Options +FollowSymlinks
RewriteEngine on
RewriteRule ^aff_c?offer_id=([0-9]+)&aff_id=([0-9]+) http://www.lazyprofits.com/?o=$1&a=$2 [NC]


[lazyprofits.com...]

sublime1

4:06 am on Oct 12, 2010 (gmt 0)

10+ Year Member



Hi Snyder --

Welcome to WebmasterWorld! Please check the forum charter, as I think posting real URLs is disallowed.

If you take a minute to read some of the guidelines, you'll also see that good descriptive subjects, a little bit of description of the problem, your context, what does and doesn't work with examples will all help the people who monitor these boards do a good job answering your question in a way that can not only help you, but also others who are searching for the same problem in the future.
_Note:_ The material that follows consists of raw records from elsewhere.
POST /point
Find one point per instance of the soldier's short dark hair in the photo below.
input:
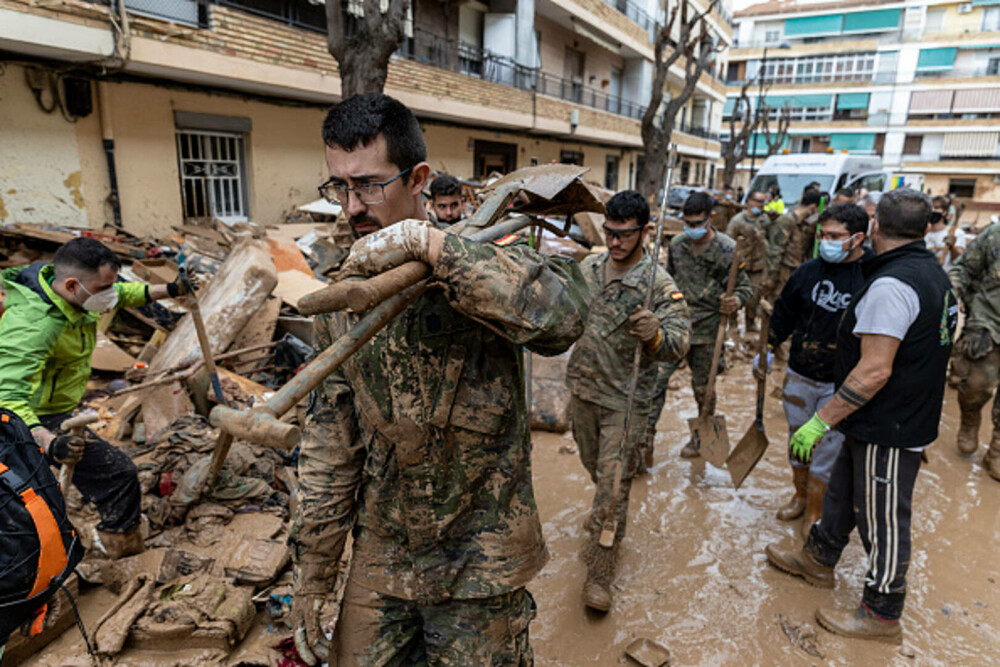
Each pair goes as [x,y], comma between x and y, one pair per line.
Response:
[359,120]
[903,214]
[852,216]
[445,185]
[810,198]
[628,204]
[698,202]
[83,256]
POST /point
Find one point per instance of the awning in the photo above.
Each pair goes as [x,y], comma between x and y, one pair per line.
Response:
[853,143]
[812,26]
[936,60]
[977,100]
[970,144]
[879,19]
[931,101]
[847,101]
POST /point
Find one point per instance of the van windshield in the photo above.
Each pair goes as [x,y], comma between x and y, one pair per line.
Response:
[791,185]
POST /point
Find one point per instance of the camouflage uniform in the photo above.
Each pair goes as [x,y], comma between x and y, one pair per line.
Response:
[784,252]
[976,278]
[600,371]
[420,445]
[752,229]
[702,279]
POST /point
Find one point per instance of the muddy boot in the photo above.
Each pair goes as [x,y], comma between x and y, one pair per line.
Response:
[967,441]
[801,563]
[794,508]
[992,459]
[860,623]
[814,505]
[119,545]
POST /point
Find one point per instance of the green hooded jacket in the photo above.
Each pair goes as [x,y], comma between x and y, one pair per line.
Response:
[46,343]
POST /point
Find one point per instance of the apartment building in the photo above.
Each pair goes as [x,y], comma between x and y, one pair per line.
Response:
[917,83]
[214,107]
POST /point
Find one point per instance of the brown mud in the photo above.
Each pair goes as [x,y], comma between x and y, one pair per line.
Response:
[693,576]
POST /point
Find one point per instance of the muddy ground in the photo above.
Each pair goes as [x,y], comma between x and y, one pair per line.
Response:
[694,577]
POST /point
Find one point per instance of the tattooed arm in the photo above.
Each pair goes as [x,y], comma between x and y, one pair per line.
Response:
[865,380]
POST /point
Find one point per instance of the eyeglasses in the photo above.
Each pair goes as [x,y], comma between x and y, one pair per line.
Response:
[368,194]
[619,234]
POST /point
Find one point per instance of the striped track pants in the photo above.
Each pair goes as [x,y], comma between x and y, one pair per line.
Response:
[871,489]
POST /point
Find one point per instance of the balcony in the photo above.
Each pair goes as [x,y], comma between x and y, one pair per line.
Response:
[427,48]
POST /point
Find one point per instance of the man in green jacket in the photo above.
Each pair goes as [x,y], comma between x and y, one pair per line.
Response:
[47,336]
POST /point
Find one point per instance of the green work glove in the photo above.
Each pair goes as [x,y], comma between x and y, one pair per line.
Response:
[806,438]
I was tempted to respond "It works fine for me." :-)

You'll get what you give, if you know what I mean...

Tom

Snyder

5:07 am on Oct 12, 2010 (gmt 0)

10+ Year Member



I only posted the URL as proof that it wasn't working for me.
It's not rewriting the URL as it should, should redirect me to: [lazyprofits.com...]

g1smd

6:07 pm on Oct 12, 2010 (gmt 0)

WebmasterWorld Senior Member 10+ Year Member Top Contributors Of The Month



RewriteRule cannot "see" query strings. You need a preceding RewriteCond looking at QUERY_STRING to match with instead.
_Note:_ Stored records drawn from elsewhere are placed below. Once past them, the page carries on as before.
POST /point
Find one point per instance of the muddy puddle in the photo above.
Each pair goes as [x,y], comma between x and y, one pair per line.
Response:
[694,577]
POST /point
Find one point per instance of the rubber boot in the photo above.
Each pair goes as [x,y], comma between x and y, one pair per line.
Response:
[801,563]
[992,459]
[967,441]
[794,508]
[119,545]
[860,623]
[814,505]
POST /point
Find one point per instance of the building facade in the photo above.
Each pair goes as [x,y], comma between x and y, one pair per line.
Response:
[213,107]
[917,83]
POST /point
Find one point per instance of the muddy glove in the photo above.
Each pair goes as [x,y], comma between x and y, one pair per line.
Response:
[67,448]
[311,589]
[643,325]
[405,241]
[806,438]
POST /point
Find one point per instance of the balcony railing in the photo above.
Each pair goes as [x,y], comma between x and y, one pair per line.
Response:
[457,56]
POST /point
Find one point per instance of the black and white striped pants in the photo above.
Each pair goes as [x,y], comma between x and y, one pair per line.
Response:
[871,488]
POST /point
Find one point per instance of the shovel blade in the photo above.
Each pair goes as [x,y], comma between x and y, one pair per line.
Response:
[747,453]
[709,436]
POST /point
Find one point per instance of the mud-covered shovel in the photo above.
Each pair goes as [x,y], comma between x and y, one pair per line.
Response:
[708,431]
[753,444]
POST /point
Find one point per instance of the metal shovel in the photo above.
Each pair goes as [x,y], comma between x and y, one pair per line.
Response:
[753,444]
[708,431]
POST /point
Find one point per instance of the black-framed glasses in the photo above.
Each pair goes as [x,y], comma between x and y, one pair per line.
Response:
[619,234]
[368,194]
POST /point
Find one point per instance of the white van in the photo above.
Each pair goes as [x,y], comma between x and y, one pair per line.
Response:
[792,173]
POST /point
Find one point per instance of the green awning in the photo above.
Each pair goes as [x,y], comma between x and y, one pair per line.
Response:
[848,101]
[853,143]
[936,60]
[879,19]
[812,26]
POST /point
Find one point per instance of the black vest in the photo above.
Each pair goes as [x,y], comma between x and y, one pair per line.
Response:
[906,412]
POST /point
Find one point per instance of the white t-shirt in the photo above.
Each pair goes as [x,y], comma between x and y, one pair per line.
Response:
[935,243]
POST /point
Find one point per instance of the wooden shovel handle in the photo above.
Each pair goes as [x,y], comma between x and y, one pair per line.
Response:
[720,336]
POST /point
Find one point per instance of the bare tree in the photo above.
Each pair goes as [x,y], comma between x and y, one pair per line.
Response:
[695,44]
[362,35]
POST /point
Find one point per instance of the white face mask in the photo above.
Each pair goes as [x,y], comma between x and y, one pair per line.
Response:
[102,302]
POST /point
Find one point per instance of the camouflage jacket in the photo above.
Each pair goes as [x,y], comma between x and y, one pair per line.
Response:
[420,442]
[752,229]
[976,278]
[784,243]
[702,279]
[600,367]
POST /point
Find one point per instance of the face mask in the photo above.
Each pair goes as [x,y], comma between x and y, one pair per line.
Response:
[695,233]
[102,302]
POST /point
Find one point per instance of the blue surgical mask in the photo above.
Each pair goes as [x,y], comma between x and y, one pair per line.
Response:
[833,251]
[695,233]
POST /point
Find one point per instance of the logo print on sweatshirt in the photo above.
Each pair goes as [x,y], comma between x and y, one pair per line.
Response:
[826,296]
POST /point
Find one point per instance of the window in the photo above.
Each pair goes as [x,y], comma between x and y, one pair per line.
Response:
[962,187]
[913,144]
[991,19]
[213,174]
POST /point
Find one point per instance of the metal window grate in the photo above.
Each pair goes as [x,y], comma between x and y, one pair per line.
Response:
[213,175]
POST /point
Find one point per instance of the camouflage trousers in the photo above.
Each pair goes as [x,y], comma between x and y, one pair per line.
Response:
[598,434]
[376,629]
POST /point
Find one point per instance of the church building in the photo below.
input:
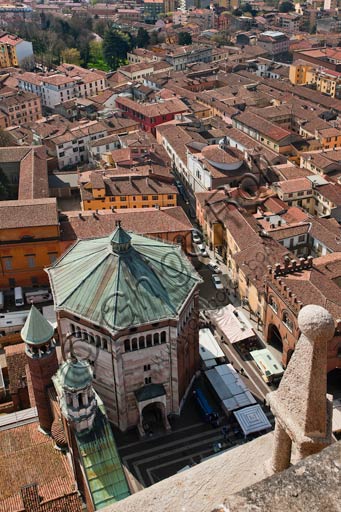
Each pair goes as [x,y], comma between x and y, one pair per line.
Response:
[128,304]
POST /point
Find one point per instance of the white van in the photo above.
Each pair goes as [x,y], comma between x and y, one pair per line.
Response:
[13,321]
[18,296]
[38,296]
You mentioned rewrite and redirect in the question. Which one do you want? They are different things.

Your current code gives a 302 redirect as you didn't clarify by using the [R=301,L] flags.
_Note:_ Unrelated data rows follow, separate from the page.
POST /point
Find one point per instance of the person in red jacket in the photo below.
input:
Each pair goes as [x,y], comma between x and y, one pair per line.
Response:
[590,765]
The L flag must be added, unless you know exactly why you would want to omit it.

jdMorgan

5:24 pm on Oct 15, 2010 (gmt 0)

WebmasterWorld Senior Member 10+ Year Member




Options +FollowSymlinks
RewriteEngine on
#
RewriteCond %{QUERY_STRING} ^offer_id=([0-9]+)&aff_id=([0-9]+) [NC]
RewriteRule ^aff_c$ http://www.lazyprofits.com/?o=%1&a=%2 [NC,R=302,L]

Coded as a redirect, because I assume that you want to redirect the client instead of just silently rewriting the originally-requested URL to a script filepath.

Coded as a 302 redirect, because I assume that you want search engines to "keep" the original URL.

If either assumption is wrong, then so is the code.